Нельзя сказать, чтобы будущее самой Вирджинии не было должным образом обеспечено; Фред III оформил распоряжение, от условий которого могла бы закружиться голова у любого достойного поклонника: один миллион долларов в акциях и ценных бумагах по достижении ею двадцати одного года, еще один миллион на правах бенефициария, [5] когда ей исполнится двадцать пять лет, и два с половиной процента в год со всех доходов банка по достижении ею тридцатилетнего возраста или же в случае, если банк перейдет по наследству к Малышу, — в зависимости от того, какое из двух последних условий наступит позже.
5
Право на получение доходов с определенной суммы или из определенного источника (в данном случае — с миллиона долларов), но без права распоряжения самим источником дохода.
Когда Вирджинии исполнилось семнадцать лет, она выехала, в сопровождении отца, на один из тех специально устраиваемых ежегодных балов, на которых молодежь впервые официально «выходит в свет». Там она оказалась в числе двух или трех самых красивых девушек бала (даже Фред снизошел до того, чтобы сказать ей, что она очень недурно смотрелась).
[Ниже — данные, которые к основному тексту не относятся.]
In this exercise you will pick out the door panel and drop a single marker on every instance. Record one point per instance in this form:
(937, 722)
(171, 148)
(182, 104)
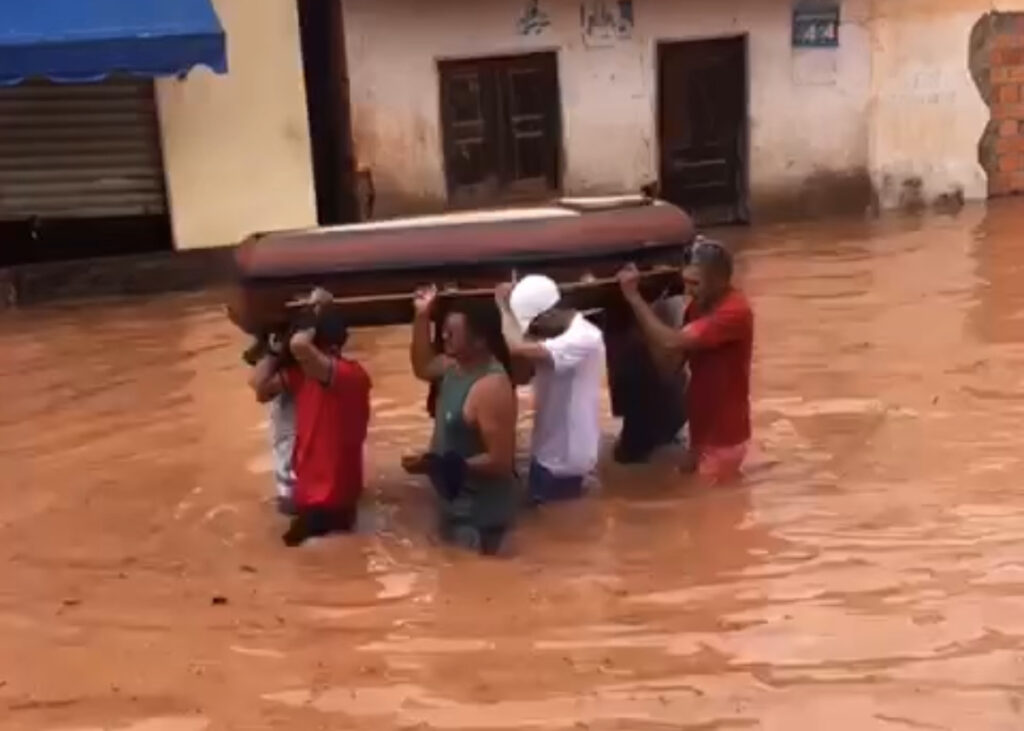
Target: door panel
(702, 127)
(501, 123)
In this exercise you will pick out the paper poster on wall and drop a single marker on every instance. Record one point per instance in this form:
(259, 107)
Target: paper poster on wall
(532, 20)
(815, 24)
(602, 23)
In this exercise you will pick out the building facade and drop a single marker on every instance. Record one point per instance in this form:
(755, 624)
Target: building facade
(747, 110)
(752, 108)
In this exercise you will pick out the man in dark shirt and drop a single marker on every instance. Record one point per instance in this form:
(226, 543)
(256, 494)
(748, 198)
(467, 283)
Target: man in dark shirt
(717, 340)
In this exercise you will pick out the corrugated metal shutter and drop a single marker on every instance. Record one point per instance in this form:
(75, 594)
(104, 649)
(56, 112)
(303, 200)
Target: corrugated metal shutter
(80, 151)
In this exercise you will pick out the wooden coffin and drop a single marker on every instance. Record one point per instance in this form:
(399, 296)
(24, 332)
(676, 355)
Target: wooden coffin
(373, 268)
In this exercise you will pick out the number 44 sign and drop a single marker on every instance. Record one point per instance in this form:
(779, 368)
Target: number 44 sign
(815, 25)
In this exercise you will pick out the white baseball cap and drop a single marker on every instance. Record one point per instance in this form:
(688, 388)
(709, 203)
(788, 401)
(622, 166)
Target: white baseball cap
(532, 295)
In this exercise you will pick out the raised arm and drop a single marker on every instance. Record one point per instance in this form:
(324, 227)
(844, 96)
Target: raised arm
(314, 362)
(264, 379)
(655, 332)
(492, 405)
(427, 364)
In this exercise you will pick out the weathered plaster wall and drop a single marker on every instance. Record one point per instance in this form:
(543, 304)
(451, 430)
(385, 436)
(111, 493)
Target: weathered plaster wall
(237, 146)
(807, 108)
(928, 115)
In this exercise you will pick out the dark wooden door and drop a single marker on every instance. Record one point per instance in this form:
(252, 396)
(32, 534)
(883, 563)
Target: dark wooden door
(702, 127)
(502, 128)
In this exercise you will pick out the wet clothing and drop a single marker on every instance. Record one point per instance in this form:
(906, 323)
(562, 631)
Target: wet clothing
(331, 423)
(567, 401)
(651, 400)
(545, 486)
(478, 505)
(719, 394)
(282, 412)
(721, 465)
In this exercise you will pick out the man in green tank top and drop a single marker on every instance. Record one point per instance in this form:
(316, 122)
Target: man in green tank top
(471, 462)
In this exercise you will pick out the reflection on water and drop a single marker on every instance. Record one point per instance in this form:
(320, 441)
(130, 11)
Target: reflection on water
(869, 574)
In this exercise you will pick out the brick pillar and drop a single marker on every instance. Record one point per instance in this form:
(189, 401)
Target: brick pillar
(1005, 162)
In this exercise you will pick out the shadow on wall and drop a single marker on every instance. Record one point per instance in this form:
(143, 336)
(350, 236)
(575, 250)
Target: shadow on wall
(996, 62)
(826, 192)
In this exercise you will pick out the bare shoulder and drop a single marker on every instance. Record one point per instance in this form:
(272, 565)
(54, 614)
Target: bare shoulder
(494, 391)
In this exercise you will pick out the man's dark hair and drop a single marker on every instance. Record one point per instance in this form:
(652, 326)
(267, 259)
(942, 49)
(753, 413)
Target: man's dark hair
(484, 321)
(712, 256)
(332, 331)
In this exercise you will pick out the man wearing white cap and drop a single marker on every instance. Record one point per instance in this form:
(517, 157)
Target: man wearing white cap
(566, 352)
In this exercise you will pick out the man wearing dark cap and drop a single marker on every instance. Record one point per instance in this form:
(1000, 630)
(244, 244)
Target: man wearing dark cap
(332, 414)
(717, 341)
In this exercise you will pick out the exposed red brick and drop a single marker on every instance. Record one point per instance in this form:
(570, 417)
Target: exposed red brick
(1007, 74)
(1010, 144)
(1008, 112)
(1010, 163)
(998, 184)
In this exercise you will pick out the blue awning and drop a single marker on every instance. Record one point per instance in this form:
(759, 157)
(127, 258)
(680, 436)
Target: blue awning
(88, 40)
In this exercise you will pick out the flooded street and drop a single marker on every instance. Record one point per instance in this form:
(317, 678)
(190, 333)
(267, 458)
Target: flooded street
(868, 575)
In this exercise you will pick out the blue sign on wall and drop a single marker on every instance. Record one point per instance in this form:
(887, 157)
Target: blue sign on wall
(815, 25)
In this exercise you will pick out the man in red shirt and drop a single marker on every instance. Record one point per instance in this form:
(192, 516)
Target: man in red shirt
(332, 414)
(717, 341)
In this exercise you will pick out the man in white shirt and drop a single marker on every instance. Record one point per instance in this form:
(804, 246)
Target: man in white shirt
(566, 352)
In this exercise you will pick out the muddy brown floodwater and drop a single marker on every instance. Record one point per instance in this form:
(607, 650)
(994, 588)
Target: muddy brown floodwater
(868, 575)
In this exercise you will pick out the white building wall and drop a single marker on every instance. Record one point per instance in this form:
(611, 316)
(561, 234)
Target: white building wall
(237, 151)
(927, 114)
(807, 108)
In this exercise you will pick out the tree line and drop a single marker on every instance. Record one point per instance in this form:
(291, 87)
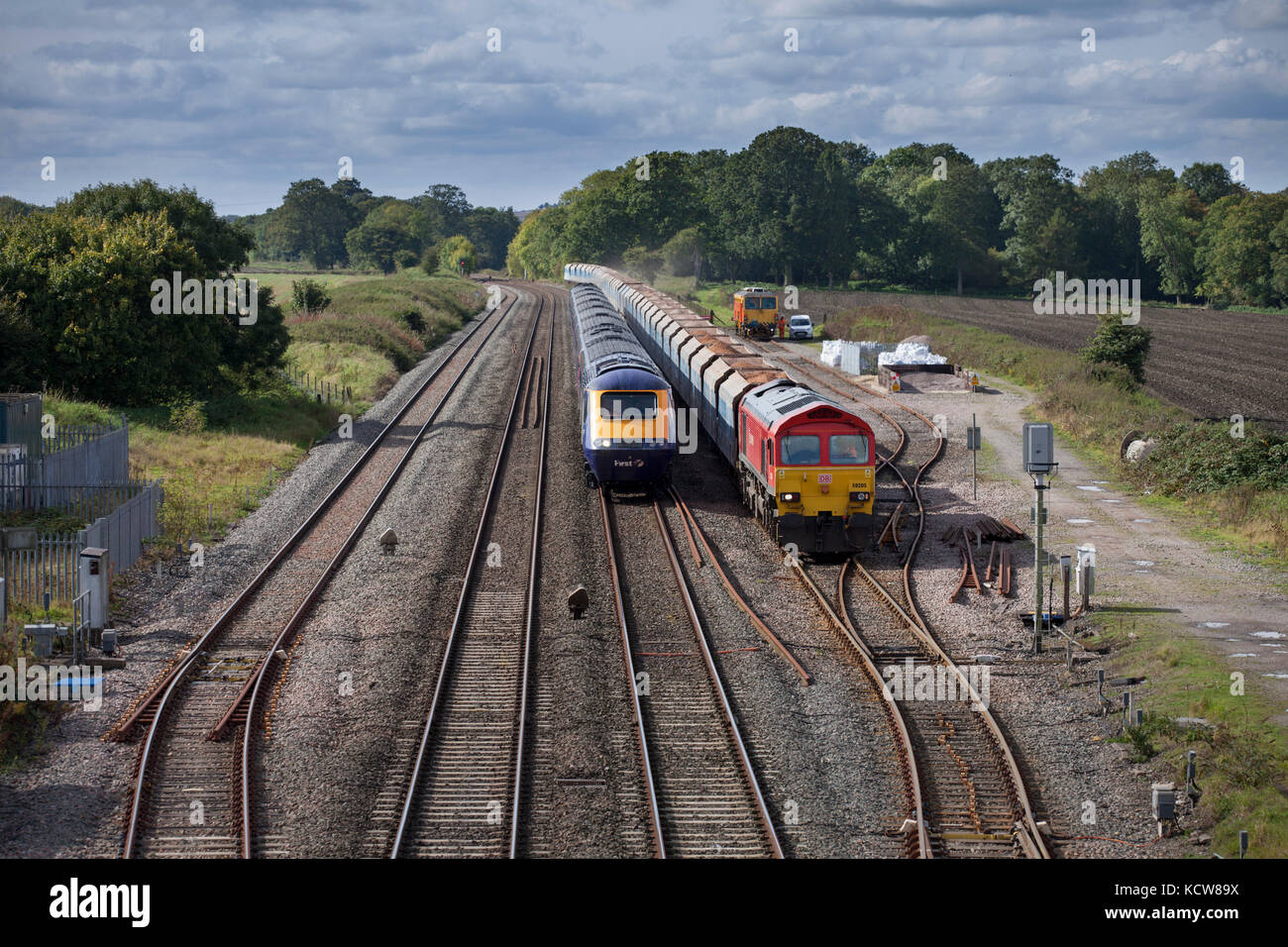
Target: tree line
(346, 224)
(797, 208)
(76, 291)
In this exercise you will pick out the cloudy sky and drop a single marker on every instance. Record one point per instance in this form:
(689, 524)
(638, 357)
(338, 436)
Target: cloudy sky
(411, 93)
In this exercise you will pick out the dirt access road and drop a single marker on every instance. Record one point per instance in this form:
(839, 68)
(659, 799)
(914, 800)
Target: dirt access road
(1141, 556)
(1212, 364)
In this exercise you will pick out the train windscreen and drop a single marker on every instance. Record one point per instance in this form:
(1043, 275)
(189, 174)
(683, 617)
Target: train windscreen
(848, 449)
(631, 406)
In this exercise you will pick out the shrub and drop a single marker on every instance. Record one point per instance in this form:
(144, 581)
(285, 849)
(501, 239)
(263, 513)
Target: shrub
(187, 416)
(309, 295)
(1113, 343)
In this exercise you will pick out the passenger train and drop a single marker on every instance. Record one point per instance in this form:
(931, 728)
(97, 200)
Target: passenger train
(805, 466)
(626, 410)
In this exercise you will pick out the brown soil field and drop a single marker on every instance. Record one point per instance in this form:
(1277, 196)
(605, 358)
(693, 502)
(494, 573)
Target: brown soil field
(1209, 363)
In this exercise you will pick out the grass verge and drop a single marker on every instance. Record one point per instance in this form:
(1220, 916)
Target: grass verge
(1094, 407)
(1241, 757)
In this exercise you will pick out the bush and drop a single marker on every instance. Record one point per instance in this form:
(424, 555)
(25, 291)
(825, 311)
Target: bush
(309, 295)
(187, 416)
(1113, 343)
(413, 320)
(1207, 458)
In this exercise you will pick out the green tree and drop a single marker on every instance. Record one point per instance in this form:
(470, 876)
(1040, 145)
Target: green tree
(82, 286)
(771, 196)
(450, 204)
(1210, 180)
(1236, 253)
(643, 262)
(458, 254)
(314, 222)
(1170, 222)
(1039, 221)
(1279, 258)
(220, 247)
(391, 227)
(1120, 185)
(537, 248)
(490, 231)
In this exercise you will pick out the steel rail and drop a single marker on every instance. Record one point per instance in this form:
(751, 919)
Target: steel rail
(758, 622)
(1030, 839)
(524, 673)
(619, 608)
(443, 671)
(726, 709)
(253, 688)
(915, 622)
(1034, 835)
(176, 674)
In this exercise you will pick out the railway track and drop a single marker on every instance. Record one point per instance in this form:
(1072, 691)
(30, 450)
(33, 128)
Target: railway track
(702, 792)
(965, 789)
(192, 792)
(465, 787)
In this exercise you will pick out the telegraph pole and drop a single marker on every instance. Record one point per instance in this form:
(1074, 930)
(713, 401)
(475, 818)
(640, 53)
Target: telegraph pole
(1038, 486)
(1038, 463)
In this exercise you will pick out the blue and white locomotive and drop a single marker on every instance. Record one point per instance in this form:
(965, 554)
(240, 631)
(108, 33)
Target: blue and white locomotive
(627, 416)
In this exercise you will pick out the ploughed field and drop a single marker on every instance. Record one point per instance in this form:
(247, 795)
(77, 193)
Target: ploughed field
(1212, 364)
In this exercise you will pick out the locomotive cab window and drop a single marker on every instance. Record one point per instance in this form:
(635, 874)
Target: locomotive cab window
(848, 449)
(614, 406)
(799, 449)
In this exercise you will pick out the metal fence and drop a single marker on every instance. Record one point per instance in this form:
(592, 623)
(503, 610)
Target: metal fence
(77, 459)
(53, 562)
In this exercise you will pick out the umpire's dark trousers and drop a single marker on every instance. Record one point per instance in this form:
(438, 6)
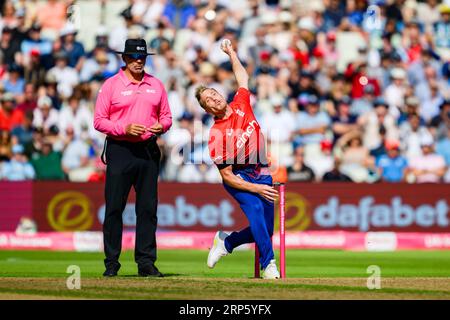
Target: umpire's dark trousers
(131, 164)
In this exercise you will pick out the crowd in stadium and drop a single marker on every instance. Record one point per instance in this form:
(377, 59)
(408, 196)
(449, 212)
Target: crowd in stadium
(355, 90)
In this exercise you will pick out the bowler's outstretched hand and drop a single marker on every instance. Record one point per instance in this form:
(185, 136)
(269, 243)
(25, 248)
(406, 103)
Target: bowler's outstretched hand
(135, 130)
(156, 128)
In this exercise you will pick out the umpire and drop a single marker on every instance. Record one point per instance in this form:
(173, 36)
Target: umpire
(132, 109)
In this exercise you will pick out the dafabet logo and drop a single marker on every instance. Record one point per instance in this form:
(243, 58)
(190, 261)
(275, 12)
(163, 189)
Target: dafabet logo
(297, 213)
(70, 211)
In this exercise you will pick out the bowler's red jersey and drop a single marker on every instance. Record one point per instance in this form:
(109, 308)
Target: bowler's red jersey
(238, 140)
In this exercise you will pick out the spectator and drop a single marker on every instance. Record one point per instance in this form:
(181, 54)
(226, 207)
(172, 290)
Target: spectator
(440, 122)
(119, 33)
(35, 42)
(411, 107)
(311, 124)
(66, 77)
(52, 14)
(29, 102)
(356, 72)
(334, 175)
(381, 149)
(47, 163)
(392, 166)
(5, 145)
(23, 134)
(18, 168)
(323, 161)
(372, 121)
(395, 92)
(73, 49)
(277, 127)
(355, 160)
(9, 46)
(443, 147)
(299, 171)
(100, 66)
(35, 71)
(411, 134)
(441, 29)
(364, 104)
(343, 122)
(45, 116)
(76, 115)
(428, 167)
(10, 116)
(75, 158)
(15, 83)
(178, 14)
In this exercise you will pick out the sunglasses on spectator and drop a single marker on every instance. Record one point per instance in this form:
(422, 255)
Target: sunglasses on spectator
(137, 56)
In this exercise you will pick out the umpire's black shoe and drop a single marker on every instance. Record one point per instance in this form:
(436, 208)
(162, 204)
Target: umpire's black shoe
(111, 271)
(149, 271)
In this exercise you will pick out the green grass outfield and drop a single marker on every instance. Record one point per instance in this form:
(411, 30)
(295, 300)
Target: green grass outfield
(312, 274)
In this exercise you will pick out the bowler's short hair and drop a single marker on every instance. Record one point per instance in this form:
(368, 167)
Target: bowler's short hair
(198, 94)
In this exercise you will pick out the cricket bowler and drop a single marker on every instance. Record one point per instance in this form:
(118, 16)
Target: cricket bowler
(237, 147)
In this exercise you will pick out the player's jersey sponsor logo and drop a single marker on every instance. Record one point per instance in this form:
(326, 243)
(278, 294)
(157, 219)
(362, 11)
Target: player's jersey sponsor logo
(127, 93)
(247, 133)
(240, 113)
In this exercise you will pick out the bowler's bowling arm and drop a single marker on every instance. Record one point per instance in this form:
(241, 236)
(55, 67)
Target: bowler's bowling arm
(234, 181)
(239, 71)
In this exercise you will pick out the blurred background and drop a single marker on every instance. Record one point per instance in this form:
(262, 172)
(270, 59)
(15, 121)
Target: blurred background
(351, 91)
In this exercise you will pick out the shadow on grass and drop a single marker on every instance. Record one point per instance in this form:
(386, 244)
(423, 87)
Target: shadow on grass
(166, 275)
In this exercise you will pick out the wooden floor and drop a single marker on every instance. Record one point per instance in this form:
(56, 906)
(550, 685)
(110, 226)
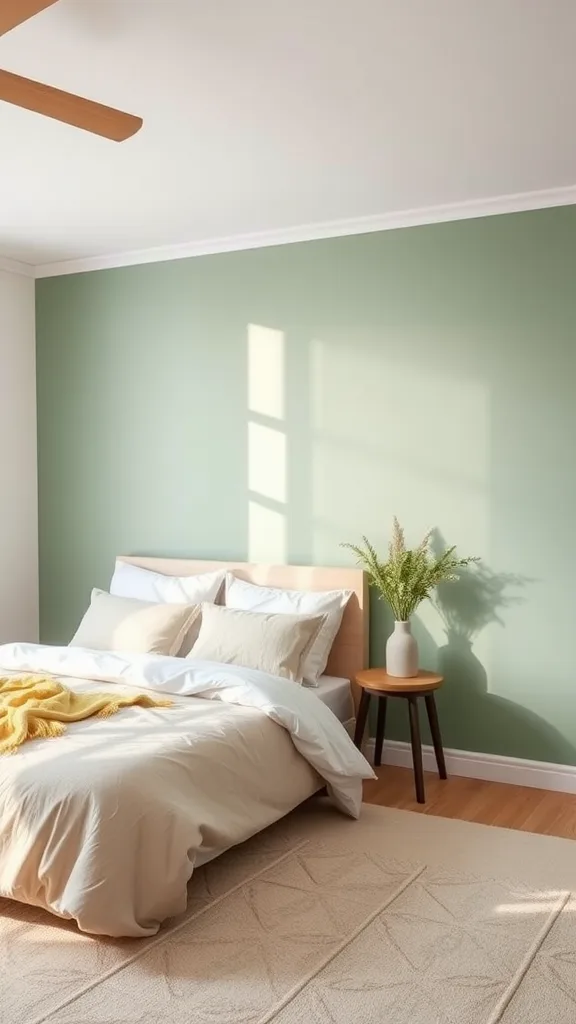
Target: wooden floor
(471, 800)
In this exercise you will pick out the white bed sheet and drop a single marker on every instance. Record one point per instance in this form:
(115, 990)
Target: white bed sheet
(336, 694)
(106, 823)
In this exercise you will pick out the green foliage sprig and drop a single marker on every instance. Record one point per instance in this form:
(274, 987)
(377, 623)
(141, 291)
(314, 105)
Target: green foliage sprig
(408, 577)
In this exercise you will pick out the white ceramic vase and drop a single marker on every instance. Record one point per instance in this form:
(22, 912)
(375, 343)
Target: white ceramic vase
(402, 652)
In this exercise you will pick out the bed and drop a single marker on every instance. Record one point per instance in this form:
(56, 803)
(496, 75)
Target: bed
(106, 824)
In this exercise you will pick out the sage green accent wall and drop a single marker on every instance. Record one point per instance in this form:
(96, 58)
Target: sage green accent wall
(271, 403)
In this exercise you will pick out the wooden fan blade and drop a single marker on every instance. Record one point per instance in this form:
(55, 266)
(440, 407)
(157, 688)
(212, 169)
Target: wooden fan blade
(66, 107)
(13, 12)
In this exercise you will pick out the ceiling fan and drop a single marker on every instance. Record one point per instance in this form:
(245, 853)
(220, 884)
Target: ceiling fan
(52, 102)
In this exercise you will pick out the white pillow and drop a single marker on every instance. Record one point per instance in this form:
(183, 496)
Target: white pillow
(126, 624)
(129, 581)
(277, 644)
(330, 604)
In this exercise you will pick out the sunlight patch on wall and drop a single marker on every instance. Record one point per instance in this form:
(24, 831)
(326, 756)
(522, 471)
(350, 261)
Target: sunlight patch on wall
(266, 462)
(266, 535)
(268, 445)
(265, 371)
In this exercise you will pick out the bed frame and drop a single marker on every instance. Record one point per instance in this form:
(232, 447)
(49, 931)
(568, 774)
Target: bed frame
(350, 651)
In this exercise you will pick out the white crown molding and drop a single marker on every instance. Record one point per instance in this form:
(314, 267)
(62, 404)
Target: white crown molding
(309, 232)
(491, 767)
(14, 266)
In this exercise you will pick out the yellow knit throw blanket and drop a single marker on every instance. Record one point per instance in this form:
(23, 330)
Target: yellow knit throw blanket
(33, 708)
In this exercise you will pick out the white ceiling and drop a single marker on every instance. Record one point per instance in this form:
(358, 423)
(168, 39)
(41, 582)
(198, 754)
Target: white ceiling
(265, 115)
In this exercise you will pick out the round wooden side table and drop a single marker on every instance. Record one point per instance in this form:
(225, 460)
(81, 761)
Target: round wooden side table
(377, 683)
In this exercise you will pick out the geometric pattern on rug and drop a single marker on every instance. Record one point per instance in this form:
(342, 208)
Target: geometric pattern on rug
(309, 932)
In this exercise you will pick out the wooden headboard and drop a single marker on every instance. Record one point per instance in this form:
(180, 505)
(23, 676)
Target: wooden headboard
(350, 651)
Но Малыш, который там тоже присутствовал, без малейших усилий с его стороны был признан самым красивым парнем вечера. Светловолосый, с голубыми глазами, с улыбкой, от которой у девушек начинали дрожать колени, и с плечами такой ширины, что, как выразился однажды какой-то острослов, любая из этих девушек могла бы спокойно вытянуться на них во весь рост. Малыш, естественно, попал в самый центр внимания и мамаш, и их дочерей. И хотя он напился и половину вечера провел в туалете, пытаясь отдать спиртное обратно, об этом никто так и не узнал; когда же Вирджиния тихо и незаметно уединилась в дамском туалете — ей стало нехорошо после двух бокалов шампанского, неудачно наложившихся на тот стаканчик, который ей дал Малыш для поднятия духа перед выходом из дома, сказав, что это пиво, — то получила за это резкий и суровый выговор от Бетси, узнавшей обо всем от матери другой дебютантки.
Ничто не в состоянии было поколебать восхищение Вирджинии своим братом, и, по крайней мере, хотя бы на это ее чувство отвечали взаимностью. Пусть Малыш и не понимал всех тех проблем, из-за которых переживала Вирджиния, но любил он ее так же сильно, как и она его; крайне важным для нее стало то, что он сумел сделать безоблачными и счастливыми самые первые дни и недели ее пребывания в колледже. Когда она впервые появилась в Уэлсли, он вылез из кожи вон, но взял ее под свою опеку, перезнакомил со всеми своими друзьями и позаботился о том, чтобы ей некогда было скучать. Вирджиния не была «звездой» среди студентов своего года, но пользовалась постоянным, хотя и негромким успехом; избавившись тут от ощущения, что за ней неотрывно следит тяжелый взгляд Фреда III, она чувствовала себя как никогда прежде счастливой и уверенной в себе.